Putin-Medvedev duo “could run Russia until 2033”

MOSCOW – Russian President Vladimir Putin and his favored successor Dmitry Medvedev could take turns to run Russia for another quarter of a century, a senior Kremlin ally said in an interview published on Monday.

Sergei Mironov, a Kremlin loyalist and the speaker of the Russian parliament’s upper house, said Putin could become president again after a Medvedev term, serve two terms himself and then hand over once more to Medvedev.

Neither Putin nor Medvedev have indicated they plan to be in government so far in the future, but the fact Mironov is floating the idea suggests Russia’s ruling elite feels firmly entrenched in power and expects to remain there for many years.

“I will gaze a long way into the future,” the Moskovsky Komsomolets newspaper quoted Mironov as saying. “There could be a variety of scenarios. Vladimir Vladimirovich (Putin) could come back in 2012 (as president).”

“I think that by that time we will increase the head of state’s term to five or seven years. If it is seven years and Vladimir Putin is elected to two consecutive terms, he will run the country for 14 years, that is from 2012 to 2026.”

“And in 2026, it could be that Dmitry Anatolyevich (Medvedev) will once again return to the post of president,” Mironov said. If Medvedev serves a single seven-year term from 2026, he would be in office until 2033.

Russia’s constitution bars a president from serving more than two consecutive terms in office but there is no limit on returning to the job after a break.

Putin, 55, is to step down at the end of his second term in May. He has backed Medvedev, a 42-year-old first deputy prime minister who has worked alongside him since the 1990s, to win a presidential election set for March 2.

Most commentators say a Medvedev victory is a foregone conclusion. The endorsement from the popular Putin is expected to win over voters, and Medvedev’s opponents in the election are trailing far behind in the opinion polls.

Putin has said he is ready to serve as prime minister in a Medvedev administration and that he does not rule out returning to the presidency in 2012.

The Kremlin’s strength is based largely on a booming economy fuelled by high prices for Russia’s main exports, oil and gas. In an indication of the Putin team’s confidence in its own longevity, the government is drafting a strategy for social and economic development up to 2020.

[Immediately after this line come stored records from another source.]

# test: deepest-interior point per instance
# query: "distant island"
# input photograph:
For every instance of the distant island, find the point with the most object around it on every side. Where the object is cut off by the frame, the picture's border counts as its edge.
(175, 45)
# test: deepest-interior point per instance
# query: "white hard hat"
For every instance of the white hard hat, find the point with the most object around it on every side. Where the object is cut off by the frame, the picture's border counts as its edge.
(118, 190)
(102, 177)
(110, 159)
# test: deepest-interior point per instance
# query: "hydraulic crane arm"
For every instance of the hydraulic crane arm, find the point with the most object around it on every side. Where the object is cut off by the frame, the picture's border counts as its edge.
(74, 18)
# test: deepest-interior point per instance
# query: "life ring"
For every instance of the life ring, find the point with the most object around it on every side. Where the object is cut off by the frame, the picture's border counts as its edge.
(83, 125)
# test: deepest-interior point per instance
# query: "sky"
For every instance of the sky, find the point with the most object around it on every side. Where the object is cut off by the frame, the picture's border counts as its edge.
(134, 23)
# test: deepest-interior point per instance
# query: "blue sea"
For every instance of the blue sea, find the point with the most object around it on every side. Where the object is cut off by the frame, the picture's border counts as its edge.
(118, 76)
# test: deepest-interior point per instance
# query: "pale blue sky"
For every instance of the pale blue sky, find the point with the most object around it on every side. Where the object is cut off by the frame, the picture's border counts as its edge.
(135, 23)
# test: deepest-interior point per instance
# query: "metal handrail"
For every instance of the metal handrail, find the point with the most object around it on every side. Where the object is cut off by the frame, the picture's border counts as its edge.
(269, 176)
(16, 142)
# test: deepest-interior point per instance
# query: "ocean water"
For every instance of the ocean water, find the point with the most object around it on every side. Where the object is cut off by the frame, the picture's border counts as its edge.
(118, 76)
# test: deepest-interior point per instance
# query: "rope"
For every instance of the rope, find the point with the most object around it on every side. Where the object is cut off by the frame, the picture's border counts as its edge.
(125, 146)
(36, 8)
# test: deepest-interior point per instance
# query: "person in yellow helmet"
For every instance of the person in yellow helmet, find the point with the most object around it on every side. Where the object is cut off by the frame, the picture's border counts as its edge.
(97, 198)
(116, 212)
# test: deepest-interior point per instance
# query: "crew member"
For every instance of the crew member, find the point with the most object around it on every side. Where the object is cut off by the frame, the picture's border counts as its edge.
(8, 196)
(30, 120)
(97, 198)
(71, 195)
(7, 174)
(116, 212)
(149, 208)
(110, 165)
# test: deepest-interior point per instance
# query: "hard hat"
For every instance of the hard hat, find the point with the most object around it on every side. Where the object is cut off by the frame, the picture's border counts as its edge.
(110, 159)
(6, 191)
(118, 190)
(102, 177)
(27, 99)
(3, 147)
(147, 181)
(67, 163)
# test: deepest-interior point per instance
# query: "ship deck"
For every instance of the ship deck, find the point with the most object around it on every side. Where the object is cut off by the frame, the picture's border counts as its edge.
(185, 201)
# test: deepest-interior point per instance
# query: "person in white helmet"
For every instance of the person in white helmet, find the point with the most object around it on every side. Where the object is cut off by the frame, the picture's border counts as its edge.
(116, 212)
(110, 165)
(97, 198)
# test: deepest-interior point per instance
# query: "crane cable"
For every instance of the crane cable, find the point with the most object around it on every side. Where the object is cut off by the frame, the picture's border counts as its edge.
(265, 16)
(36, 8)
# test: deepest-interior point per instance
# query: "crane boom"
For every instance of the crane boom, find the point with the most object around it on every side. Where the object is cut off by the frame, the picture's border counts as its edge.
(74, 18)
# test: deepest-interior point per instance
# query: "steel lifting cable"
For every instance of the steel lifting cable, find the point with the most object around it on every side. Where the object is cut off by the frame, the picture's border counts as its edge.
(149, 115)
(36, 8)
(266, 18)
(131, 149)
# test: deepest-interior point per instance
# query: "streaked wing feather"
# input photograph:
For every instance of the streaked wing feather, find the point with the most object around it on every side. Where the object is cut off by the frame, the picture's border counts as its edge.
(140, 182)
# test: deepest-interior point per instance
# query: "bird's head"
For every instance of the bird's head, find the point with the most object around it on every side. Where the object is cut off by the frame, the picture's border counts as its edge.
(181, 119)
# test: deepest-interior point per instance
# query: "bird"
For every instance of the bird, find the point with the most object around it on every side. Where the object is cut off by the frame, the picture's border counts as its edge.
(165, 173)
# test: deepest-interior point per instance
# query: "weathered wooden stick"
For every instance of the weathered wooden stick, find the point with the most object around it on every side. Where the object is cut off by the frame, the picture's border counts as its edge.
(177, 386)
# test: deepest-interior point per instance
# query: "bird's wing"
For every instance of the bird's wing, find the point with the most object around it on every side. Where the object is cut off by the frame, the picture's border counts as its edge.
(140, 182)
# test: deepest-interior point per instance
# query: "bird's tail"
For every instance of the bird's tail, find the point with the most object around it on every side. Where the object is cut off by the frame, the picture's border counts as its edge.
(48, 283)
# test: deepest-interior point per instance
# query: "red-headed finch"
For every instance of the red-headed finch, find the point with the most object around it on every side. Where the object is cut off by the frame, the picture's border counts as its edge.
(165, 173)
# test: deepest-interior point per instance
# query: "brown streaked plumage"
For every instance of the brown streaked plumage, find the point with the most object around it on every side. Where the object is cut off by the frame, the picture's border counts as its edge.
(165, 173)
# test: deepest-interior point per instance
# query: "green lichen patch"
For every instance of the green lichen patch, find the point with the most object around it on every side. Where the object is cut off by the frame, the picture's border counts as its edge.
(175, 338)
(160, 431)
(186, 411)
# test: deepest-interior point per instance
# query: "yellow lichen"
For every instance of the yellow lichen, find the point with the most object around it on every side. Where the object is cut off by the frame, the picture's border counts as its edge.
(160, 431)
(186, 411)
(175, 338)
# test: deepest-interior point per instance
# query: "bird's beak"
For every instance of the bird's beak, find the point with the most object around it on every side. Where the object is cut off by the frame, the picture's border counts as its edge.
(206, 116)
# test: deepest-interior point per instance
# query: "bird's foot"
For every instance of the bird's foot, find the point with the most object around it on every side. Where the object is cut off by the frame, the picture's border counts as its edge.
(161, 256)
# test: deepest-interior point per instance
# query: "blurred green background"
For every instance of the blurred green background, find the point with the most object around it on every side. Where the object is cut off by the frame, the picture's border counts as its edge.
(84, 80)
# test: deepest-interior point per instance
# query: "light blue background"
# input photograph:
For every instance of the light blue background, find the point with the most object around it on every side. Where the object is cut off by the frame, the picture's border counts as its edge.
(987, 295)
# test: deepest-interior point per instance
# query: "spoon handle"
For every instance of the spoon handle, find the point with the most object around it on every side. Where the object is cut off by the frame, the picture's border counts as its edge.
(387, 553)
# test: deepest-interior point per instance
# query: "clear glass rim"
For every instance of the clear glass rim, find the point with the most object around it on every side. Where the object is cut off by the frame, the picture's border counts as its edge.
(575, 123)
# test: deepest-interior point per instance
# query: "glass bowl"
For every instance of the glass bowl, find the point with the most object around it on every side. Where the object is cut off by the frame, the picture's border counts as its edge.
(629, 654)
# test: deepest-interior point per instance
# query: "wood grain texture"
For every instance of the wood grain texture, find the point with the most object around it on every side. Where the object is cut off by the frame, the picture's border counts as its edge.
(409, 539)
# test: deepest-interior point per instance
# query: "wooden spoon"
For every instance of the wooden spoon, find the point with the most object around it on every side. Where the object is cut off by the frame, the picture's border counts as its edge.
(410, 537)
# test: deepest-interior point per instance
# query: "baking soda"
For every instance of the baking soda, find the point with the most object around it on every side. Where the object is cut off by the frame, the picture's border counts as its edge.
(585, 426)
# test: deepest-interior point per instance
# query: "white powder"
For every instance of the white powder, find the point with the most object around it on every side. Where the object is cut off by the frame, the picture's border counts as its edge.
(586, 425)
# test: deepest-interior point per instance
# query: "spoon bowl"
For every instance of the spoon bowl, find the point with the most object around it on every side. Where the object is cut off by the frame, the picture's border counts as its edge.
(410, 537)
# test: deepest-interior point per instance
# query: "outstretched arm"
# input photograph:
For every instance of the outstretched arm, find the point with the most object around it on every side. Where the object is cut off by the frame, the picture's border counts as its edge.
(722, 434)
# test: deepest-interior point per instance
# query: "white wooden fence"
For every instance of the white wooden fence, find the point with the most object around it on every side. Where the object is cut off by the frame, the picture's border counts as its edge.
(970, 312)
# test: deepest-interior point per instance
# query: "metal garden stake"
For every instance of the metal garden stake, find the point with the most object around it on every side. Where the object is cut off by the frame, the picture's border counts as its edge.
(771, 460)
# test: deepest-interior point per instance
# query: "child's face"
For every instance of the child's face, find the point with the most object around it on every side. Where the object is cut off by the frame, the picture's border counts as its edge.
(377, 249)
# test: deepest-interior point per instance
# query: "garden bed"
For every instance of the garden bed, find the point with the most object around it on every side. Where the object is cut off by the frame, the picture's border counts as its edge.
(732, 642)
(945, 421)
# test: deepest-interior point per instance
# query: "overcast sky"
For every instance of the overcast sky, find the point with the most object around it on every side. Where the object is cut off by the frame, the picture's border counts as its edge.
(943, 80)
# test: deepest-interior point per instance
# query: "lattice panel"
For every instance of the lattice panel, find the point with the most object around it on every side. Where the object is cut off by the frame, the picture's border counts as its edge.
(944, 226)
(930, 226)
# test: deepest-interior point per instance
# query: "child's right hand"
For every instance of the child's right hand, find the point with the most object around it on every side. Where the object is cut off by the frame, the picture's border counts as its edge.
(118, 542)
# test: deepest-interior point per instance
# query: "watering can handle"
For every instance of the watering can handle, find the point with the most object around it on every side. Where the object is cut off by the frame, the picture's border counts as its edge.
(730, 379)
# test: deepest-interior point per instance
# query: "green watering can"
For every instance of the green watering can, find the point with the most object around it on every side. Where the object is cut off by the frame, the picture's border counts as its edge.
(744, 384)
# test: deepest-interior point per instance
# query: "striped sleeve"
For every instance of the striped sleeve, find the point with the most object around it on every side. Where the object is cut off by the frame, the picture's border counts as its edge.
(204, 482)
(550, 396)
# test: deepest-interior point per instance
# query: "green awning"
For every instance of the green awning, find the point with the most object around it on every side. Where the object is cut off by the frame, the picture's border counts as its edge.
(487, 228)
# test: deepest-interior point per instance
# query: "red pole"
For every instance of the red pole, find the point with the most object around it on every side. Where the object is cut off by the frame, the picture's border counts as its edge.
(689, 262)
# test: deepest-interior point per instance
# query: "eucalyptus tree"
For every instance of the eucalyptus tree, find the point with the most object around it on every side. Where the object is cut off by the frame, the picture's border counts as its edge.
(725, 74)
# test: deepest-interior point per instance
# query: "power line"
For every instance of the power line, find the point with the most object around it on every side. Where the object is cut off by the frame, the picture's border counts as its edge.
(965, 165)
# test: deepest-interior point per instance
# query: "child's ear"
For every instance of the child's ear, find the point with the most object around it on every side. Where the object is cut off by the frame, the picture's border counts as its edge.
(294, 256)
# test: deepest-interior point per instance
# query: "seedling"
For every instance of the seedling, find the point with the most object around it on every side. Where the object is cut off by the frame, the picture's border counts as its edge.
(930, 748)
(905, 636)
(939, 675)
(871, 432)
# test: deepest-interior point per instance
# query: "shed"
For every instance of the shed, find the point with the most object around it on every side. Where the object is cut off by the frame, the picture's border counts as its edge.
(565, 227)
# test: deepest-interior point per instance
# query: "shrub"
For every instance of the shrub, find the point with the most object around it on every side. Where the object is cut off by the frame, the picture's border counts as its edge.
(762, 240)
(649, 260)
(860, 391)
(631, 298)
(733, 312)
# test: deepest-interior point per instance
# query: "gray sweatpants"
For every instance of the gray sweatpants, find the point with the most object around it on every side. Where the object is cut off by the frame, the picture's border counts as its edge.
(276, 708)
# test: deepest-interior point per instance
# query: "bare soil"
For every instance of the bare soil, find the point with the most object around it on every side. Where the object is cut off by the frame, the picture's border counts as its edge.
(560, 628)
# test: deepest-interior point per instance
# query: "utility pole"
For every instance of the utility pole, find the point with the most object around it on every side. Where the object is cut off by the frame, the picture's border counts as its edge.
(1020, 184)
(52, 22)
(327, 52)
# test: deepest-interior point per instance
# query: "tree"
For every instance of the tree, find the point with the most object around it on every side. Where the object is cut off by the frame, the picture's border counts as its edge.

The Kremlin’s critics say it has entrenched power by rigging elections and using its control of the bureaucracy and the biggest media outlets to sideline its opponents.

Some analysts and opposition politicians say the ruling elite could lose its grip on power half way into the next presidential term if, as many observers predict, the economy stops delivering the rising spending power voters expect.